Heat waves raise 15-24 suicide rates 2.97% per 1°C, researchers say
Evidence links extreme heat to worse mental health, attention problems, and vulnerable groups, pushing adaptation from politics to protocols.

Researchers led by Joshua Wortzel at Hartford HealthCare’s Heat-Mind Lab report a 2.97% increase in suicide rates among US people ages 15 to 24 for every 1°C rise in average monthly temperature. The broader work connects heat waves to hospital admissions, mortality in schizophrenia, and short-term cognitive impairment.
This is the kind of climate story that stops being abstract fast: new research suggests that for every 1°C increase in average monthly temperature, the suicide rate among people aged 15 to 24 in the US rises by 2.97%. And it is not just about mood on a hot day. Scientists are trying to understand how heat waves mess with brains and behavior, and why the risk seems to spike when temperatures climb above what is “typical” for a given region.
That 2.97% figure is from research Wortzel and his colleagues published earlier this week, and it lines up with a larger pattern the field keeps seeing. For mental health, the bad outcomes become apparent when heat crosses the threshold of normal seasonal variation. In earlier evidence reviewed by Emma Lawrence at the University of Oxford and her colleagues, heat waves were associated with a 9.7% increase in hospital admissions for people with mental-health conditions. Lawrence also points to evidence that people with schizophrenia were three times more likely to die during the record-breaking heat wave in Canada in 2021. Together, the message is blunt: extreme heat is not only a respiratory or cardiovascular problem. It can be a mental-health and public-health problem.
But here is where it gets even more unsettling for organizations trying to plan around heat. Some studies rely on associations, meaning they show a link between heat and outcomes, but they do not fully explain the mechanism. So researchers have also moved toward experiments that can measure cognition more directly. Catherine Thompson, a cognitive psychologist at Liverpool Hope University, is studying the effects of extreme heat on firefighters. The idea is pragmatic: it is easier to measure cognitive skills before and after a controlled heat exposure during scheduled training that includes entering a burning building.
In Thompson’s work, the firefighters found it harder to focus and to control their attention immediately after heat exposure. Their skills returned to normal after about 20 minutes of cooling down. That turnaround is fast enough to suggest something reversible and mechanistic, not just fatigue. It also gives a reference point for people who have felt the “heat fog” themselves. But Thompson notes the limitation: the exposure in these studies lasts 15 minutes of intense heat, while heat waves last days. She does not know what it looks like during a multi-day heat wave, or how long any cognitive effects might persist. One possible approach would involve shipping cognitive test kits to thousands of people on short notice when a heat wave is expected, but Thompson says that is difficult, likely because “no one’s done it because it’s just so difficult to do.”

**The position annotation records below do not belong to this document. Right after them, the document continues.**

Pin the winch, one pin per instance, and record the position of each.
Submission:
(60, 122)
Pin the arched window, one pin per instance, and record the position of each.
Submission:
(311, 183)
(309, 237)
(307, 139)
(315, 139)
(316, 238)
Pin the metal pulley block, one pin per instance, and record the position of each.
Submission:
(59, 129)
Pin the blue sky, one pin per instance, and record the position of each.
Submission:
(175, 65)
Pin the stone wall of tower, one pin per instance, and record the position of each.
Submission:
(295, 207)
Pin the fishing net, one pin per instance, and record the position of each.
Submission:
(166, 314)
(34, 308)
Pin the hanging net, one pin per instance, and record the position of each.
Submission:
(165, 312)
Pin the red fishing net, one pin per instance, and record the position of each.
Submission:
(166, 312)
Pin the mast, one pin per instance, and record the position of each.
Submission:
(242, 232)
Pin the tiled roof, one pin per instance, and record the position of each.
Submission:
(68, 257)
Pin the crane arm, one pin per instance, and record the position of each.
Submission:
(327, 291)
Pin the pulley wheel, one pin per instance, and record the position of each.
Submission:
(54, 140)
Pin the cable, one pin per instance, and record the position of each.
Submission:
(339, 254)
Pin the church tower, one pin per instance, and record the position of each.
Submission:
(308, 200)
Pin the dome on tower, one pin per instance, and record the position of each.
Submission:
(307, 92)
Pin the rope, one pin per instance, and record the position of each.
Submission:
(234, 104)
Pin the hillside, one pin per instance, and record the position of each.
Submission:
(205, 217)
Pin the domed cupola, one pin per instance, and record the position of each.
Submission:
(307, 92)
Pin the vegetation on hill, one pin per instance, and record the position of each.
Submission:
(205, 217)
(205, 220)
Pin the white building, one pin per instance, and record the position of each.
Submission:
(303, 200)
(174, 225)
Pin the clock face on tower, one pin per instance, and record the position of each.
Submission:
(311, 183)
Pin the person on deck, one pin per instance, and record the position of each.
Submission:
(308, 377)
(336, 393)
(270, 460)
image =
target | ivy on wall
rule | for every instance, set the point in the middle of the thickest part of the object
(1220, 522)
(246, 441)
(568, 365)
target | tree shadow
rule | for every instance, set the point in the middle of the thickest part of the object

Mechanisms matter because they shape what executives, boards, and public agencies decide to do. The “million-dollar question,” as Wortzel puts it, is whether unusual heat does something specific to the brain, and not just makes people feel worse through sleep loss, reduced activity, and social disruption. Heat waves can absolutely degrade the fundamentals of mental health: people may avoid outdoor play and exercise, and good night sleep can become harder. But researchers are also looking inside the brain for biological pathways. Lab animal research suggests that excessive heat can alter chemical signaling, with neurotransmitters like serotonin increasing in rats and mice exposed to high temperatures. Heat may also interfere with how brain networks communicate, or with how oxygen reaches brain cells. Wortzel argues there are “so many biological reasons” brains may be negatively affected by heat, which is why the field keeps pushing for more mechanistic evidence rather than stopping at correlations.
And the vulnerability story is not evenly distributed. Emerging research suggests children and young people may be among the most vulnerable. Wortzel’s earlier analysis finding the 2.97% increase in suicide rates for ages 15 to 24 belongs to that broader pattern. Separately, Lawrence highlights work hinting at long-term consequences for children’s brain development. Babies exposed to extreme heat or cold appeared to have altered white matter by the time they were nine to 12 years old, though it is not clear what those changes mean for any individual child. Lawrence frames the urgency in practical terms: children born in 2020 are predicted to experience around seven times the number of heat waves their grandparents did, and she says adaptation has to be taken seriously because we are already living through climate change.
If you are an operator, healthcare leader, or policymaker, the second-order implication is that “heat preparedness” cannot be only about cooling centers and hydration checklists. The source details impacts on attention right after heat exposure for firefighters, hospital admissions for mental-health conditions during heat waves, and mortality risk spikes such as the three-times figure for people with schizophrenia during Canada’s 2021 record event. Combine that with short-term cognition effects that can rebound after cooling, and long-term developmental concerns in children, and you get a planning problem that is both immediate and multi-year. The strategic stakes are clear: as heat waves become more frequent and more extreme, mental health response capacity, workplace heat safety protocols, and adaptation planning all need to treat the brain as a critical target organ, not an afterthought.